Нет, нельзя же так! Александра не просыпалась, и мама постучала в дверь с низу до верху оклеенную разными яркими фотографиями и картинками - в дверь маленькой комнаты дочери.
Надо же так дрыхнуть!
- Засоня! Проснись же!
Что-то непривычное и странное в комнате, в самой дочери - резкий запах одеколона, ещё чего-то неприятного, остановило маму в дверях. Сразу похолодевшее сердце сорвалось вниз - дочь, её Сашенька, неестественно вывернув правую руку, лежала уткнувшись лицом в подушку. Страшные тёмно-красные, почти коричневые пятна темнели на разбросанных простынях, на ночной сорочке у дочери. И мелкие, как брызги от томата, расплывались на голубых обоях стены...
Обычный, ничем не примечательный городской двор: две серые, мышиные - пятиэтажки и один новый девятиэтажный дом с широченными лоджиями, буквой «П» примыкал к глухой стене ограждающей среднюю школу. На ровной, как армейский плац, детской площадке не было ничего, лишь несколько столбиков с натянутыми бельевыми верёвками и перекошенная куча железа - некогда ярко-красная детская карусель. Эту карусель, лет 15 назад, когда строили эти дома, поддатые мужики вкопали без малейшего представления, как это делается. А после она перекосилась и утратила своё исконное предназначение. Полную ей погибель принесли все обитатели двора: увечная, она всё же годилась для многого; на ней распивали бутылку-другую местные алкоголики и просто поклонники зелёного змия; пышные и энергичные домохозяйки рубили на ней мясные кости; детвора, которой совершенно нечем было себя занять, вносили свою лепту особо рьяно и агрессивно - они терроризировали мёртвую карусель, проверяя на прочность или свои кроссовки или же сварные швы. Швы были крепки и тем самым нагляднейшим образом опровергали все бездарные мифы о порочном несовершенстве советских технологий. Но подлинным хозяином этой кучи железа был местный «тёмный элемент», Вот и сейчас, на этой карусели разлеглись два представителя того племени, которое в народе известно как «бичи». Весеннее солнышко разморило этих представителей, наверное, самой из самых древнейших «профессий». Они не спеша попивали винцо, судя по мерзкому запаху - собственного приготовления, курили «Беломор» и беседовали.

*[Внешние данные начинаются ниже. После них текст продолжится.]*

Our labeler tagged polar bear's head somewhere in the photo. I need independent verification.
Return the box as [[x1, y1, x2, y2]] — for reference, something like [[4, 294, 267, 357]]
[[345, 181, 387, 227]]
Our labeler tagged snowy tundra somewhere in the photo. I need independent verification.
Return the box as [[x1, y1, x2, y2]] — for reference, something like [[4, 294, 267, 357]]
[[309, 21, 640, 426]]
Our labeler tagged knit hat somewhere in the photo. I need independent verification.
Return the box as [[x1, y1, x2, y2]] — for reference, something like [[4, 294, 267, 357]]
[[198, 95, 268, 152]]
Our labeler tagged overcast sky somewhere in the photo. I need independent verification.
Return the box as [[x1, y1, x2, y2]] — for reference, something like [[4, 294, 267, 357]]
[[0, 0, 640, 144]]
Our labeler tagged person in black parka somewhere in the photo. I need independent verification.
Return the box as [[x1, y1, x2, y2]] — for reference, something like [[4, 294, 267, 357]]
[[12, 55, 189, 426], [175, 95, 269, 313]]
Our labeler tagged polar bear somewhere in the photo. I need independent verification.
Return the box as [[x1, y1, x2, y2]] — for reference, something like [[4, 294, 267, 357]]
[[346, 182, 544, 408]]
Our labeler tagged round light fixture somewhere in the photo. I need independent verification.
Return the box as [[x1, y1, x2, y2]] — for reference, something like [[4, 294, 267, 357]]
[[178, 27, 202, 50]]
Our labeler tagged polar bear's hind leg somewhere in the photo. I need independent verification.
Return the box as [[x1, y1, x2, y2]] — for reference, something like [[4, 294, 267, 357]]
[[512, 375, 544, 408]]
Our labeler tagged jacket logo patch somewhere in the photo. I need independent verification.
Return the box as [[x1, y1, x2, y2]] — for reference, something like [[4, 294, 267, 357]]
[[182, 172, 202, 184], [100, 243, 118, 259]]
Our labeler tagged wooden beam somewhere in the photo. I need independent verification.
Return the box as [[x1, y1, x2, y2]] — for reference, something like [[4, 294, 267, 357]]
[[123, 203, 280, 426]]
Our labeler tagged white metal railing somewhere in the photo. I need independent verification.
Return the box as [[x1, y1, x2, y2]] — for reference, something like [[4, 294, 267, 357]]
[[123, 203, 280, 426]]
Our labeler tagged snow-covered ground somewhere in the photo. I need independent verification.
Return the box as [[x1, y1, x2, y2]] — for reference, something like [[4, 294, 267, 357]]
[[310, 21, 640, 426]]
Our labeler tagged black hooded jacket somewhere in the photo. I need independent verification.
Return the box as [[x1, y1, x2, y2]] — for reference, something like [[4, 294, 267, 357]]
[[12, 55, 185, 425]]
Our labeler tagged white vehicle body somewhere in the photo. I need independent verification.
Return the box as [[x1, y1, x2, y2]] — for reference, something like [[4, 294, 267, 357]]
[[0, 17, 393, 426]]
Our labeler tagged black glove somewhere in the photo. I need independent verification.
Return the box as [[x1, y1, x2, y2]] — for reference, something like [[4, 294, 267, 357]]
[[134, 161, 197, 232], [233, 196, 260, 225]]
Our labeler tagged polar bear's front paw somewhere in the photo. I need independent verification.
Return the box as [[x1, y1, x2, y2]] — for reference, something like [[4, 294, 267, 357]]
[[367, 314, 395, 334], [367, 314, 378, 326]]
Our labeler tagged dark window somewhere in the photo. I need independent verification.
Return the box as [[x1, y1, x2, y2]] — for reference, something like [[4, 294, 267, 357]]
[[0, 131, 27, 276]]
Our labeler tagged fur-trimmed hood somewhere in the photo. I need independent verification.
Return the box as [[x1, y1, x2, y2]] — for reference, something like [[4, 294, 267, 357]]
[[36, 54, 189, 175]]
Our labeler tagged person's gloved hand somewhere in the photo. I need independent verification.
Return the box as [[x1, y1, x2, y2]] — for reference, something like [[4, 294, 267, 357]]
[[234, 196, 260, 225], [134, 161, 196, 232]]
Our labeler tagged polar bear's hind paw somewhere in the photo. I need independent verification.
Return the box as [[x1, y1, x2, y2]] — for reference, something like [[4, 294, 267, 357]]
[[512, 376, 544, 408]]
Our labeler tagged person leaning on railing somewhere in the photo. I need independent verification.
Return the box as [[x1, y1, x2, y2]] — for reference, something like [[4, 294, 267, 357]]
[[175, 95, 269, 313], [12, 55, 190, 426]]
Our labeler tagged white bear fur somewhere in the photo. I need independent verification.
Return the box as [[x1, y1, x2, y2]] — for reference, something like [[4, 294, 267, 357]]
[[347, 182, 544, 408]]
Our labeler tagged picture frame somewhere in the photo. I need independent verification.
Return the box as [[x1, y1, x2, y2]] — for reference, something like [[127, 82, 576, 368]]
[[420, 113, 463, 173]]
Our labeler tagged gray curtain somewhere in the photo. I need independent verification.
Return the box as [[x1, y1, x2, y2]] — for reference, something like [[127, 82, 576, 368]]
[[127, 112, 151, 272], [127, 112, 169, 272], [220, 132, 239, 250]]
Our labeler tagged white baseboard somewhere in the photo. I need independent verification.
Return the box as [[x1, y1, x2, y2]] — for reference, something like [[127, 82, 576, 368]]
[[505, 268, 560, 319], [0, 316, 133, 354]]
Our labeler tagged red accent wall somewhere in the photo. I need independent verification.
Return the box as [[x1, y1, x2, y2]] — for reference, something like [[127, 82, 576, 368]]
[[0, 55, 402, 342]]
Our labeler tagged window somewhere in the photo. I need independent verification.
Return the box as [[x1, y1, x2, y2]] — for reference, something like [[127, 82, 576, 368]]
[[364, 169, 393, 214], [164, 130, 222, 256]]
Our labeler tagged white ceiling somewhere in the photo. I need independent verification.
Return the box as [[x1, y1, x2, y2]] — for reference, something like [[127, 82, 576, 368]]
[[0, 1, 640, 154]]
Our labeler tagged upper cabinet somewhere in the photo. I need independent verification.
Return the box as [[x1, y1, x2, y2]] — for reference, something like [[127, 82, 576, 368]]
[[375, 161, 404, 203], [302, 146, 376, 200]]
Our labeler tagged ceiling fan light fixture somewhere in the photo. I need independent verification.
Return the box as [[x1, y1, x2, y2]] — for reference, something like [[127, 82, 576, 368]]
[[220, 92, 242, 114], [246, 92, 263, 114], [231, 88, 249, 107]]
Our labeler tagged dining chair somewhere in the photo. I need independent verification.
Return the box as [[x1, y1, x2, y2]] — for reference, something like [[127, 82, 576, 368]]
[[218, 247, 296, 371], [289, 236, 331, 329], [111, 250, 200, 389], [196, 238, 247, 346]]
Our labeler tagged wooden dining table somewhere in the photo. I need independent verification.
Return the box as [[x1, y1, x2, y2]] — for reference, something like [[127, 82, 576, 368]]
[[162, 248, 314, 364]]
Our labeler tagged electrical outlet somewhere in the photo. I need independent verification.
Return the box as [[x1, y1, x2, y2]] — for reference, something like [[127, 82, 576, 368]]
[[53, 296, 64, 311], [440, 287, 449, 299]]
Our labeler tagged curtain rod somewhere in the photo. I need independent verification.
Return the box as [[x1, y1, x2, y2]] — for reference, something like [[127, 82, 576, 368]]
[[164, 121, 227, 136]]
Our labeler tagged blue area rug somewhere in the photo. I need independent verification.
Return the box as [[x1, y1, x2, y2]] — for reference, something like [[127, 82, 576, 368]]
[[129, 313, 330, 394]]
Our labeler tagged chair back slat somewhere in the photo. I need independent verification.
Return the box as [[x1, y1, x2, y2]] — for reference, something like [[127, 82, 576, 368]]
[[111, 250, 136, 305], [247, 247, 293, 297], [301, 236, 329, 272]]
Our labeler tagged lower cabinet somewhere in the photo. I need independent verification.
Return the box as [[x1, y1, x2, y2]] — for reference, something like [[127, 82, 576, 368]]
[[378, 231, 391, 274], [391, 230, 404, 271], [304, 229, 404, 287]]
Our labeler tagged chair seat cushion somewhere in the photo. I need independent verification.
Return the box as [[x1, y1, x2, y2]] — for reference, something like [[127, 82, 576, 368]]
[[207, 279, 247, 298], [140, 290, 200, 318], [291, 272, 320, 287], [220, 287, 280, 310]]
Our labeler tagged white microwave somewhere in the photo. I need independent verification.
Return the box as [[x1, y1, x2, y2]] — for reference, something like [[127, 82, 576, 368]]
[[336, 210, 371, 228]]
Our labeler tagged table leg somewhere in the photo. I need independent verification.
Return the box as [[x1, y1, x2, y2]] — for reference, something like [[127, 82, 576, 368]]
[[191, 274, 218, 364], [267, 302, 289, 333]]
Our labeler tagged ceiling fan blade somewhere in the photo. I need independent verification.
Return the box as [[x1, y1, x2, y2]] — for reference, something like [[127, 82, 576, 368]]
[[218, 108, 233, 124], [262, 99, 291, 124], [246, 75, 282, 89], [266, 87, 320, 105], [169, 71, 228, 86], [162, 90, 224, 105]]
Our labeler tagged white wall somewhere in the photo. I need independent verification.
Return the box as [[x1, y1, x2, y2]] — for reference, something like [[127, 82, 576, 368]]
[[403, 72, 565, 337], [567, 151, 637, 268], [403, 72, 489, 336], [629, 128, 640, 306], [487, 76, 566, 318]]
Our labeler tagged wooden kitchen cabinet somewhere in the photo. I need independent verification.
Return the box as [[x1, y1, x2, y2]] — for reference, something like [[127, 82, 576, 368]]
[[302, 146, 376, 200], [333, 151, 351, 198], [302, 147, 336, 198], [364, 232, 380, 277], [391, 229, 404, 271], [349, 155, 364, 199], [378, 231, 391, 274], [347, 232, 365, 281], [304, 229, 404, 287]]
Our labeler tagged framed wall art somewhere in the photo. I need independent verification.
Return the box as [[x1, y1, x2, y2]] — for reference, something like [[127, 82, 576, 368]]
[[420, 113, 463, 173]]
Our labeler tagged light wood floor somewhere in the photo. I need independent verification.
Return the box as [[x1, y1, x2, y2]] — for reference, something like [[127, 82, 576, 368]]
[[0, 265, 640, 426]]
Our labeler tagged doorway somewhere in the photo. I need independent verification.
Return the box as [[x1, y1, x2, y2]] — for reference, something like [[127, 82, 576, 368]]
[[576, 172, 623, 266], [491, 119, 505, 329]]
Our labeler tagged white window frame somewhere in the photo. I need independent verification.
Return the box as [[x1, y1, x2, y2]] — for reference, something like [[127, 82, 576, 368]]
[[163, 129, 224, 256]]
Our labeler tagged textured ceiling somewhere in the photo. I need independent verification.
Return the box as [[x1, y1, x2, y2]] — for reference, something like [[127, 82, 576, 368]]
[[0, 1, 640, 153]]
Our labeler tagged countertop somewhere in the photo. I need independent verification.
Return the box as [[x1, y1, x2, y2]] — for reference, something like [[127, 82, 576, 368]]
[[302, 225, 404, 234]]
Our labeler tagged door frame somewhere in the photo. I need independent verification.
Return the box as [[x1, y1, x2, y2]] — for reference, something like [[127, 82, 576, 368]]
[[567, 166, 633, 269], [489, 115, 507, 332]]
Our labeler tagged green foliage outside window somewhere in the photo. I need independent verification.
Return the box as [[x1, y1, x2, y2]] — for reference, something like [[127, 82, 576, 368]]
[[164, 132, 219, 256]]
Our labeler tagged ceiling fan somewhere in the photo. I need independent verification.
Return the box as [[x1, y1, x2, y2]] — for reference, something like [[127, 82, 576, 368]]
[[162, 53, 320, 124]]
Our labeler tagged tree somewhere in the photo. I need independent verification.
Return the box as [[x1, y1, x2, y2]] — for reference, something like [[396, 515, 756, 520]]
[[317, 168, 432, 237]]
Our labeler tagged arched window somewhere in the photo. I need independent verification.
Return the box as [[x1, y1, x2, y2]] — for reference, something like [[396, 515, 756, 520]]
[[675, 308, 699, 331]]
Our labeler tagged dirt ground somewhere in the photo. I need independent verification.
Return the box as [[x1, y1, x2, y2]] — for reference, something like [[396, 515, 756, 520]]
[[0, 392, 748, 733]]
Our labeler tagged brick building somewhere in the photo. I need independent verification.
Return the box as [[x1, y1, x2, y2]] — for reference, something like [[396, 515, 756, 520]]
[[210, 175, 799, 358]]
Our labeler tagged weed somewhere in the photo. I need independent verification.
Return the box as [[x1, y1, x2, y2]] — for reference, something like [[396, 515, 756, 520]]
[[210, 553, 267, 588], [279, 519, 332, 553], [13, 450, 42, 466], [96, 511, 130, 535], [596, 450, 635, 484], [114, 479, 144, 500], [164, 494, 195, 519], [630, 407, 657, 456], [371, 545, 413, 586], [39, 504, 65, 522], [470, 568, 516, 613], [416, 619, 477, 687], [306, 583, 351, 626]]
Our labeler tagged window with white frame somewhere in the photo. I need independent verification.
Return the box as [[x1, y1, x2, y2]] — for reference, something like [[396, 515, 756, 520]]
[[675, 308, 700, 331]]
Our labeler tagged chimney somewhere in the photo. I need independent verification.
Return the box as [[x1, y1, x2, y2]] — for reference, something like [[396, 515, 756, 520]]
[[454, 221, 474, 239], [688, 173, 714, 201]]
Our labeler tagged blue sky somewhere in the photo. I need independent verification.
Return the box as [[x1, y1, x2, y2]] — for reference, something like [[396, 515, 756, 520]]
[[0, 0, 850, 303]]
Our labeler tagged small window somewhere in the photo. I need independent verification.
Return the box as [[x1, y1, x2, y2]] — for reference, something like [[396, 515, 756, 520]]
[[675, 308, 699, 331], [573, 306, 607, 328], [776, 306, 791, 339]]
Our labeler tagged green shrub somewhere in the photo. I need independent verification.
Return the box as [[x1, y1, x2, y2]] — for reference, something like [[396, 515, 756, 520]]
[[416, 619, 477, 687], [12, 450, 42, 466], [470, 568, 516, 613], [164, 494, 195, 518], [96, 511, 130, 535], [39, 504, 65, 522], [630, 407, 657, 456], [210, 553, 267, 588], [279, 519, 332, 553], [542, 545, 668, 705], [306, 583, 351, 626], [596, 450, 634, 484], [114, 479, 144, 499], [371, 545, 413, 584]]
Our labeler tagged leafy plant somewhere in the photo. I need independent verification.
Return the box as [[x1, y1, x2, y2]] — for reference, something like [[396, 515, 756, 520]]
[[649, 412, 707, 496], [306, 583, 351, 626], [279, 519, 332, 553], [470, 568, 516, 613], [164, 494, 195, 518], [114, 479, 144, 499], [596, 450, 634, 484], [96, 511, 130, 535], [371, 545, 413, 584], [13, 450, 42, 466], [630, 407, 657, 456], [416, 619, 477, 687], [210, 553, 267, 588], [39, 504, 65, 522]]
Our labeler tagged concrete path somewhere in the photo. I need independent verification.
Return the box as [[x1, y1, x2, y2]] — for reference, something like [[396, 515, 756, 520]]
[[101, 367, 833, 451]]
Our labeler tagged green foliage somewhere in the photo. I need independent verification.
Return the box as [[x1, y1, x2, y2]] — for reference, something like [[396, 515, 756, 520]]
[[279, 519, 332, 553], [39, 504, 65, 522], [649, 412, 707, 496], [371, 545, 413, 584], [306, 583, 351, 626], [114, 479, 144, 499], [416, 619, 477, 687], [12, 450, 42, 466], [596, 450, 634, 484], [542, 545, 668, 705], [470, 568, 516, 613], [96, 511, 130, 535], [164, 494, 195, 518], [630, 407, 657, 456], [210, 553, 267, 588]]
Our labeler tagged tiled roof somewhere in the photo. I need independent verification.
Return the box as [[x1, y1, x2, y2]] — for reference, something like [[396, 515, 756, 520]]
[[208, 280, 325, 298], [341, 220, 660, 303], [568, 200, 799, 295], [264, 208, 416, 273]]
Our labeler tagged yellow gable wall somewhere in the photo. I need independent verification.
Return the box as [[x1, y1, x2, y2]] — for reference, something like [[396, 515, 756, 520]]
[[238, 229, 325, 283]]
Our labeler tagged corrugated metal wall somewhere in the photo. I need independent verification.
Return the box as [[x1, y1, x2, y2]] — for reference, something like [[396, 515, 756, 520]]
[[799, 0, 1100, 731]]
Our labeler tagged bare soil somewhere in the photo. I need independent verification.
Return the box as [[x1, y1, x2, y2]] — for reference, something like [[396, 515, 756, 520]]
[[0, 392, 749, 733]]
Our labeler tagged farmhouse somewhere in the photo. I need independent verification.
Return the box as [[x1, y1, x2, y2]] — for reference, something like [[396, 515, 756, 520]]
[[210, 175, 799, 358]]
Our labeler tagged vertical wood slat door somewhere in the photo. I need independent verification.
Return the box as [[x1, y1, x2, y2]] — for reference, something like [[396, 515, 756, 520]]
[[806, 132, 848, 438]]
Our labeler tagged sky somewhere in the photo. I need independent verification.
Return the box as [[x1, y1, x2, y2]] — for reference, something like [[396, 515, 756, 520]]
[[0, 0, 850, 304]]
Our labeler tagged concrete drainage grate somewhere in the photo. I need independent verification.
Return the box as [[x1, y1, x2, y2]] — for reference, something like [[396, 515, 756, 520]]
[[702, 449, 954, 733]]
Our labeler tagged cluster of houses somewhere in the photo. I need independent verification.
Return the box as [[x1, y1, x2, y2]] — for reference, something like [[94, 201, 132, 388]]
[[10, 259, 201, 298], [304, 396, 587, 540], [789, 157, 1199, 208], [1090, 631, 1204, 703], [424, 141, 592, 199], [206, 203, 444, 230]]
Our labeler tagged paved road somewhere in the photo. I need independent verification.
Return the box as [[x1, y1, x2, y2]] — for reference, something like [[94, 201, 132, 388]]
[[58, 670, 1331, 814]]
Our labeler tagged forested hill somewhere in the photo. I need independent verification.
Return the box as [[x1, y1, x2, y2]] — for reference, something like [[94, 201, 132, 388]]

- Ты, Фетюня, по-жизни неправильный человек, - лениво говорил один алкаш в жёлтой майке другому, одетому с претензией на шик, «по-ковбойски» - Неправильно ты, Фетюня, живёшь.
- А мы все неправильные. Ты правильно живёшь? А жизнь, что, правильная? Вообще...
- Не то говоришь, я не про «вообще», я тебе конкретно, а ты крутишь.
- Да ни чё я не кручу. Чё пристал-то?!
- Вот ты, Фетюня, жену имел. Хорошая она или плохая у тебя, не знаю, не об том разговор. Главное - Человек рядом был! Понимаешь? По-нынешним временам - Человек рядом, многое значит.
- Всё значит.
- Да, об этом я тебе и толкую.
- Ну, об этом, Боря, зря толкуешь, об этом я сам знаю и не спорю. Был человек рядом. Она хоть и змея и зараза, и сама пьёт, как чёрт, но с другой стороны, хоть и стерва и погрызёшься с нею, побьёшь порою - не без этого - и успокоишься. На душе легче. И ведь не пил тогда, ни-ни! Она поворчит-поворчит, да деньги несёт: "На, купи уж". Значит, жалостливая... А от чего? - порода у баб такая! Да и сама выпить не прочь. А морду набьёшь - терпит. Терпеливая.
- Эх Фетюня, Фетюня... "Мне бы выпить двести грамм, да по бабам, та-ра-ра-рам..." - запел Борька. Он имел во дворе прозвище Терминатор, а отчего его так прозвали никто не знал.
Он был старожилом в этом дворе и относился к особой категории пьяниц-философов (впрочем, эти "профессии" - пьяницы и философы - близнецы братья).
- О, смотри! - ткнул пальцем в сторону девятиэтажки «неправильный» Фетюня.
Во двор въехала машина "Скорой помощи".
- К кому это? Сегодня первая, утро ещё... - вставая сказал Борька Терминатор - Пойдём, посмотрим что ли?
Белый микроавтобус «РАФ» с красной полосой остановился возле одного подъезда девятиэтажки. Уже минут через пять к медицинской машине потянулись досужие бабульки. Дворник, бросив метлу, матюгаясь заорал на них:
- Ну чего, чего вам там обломилось, а? Семечками не сорить! Подметено! Только что, как сразу мусорить! Люди…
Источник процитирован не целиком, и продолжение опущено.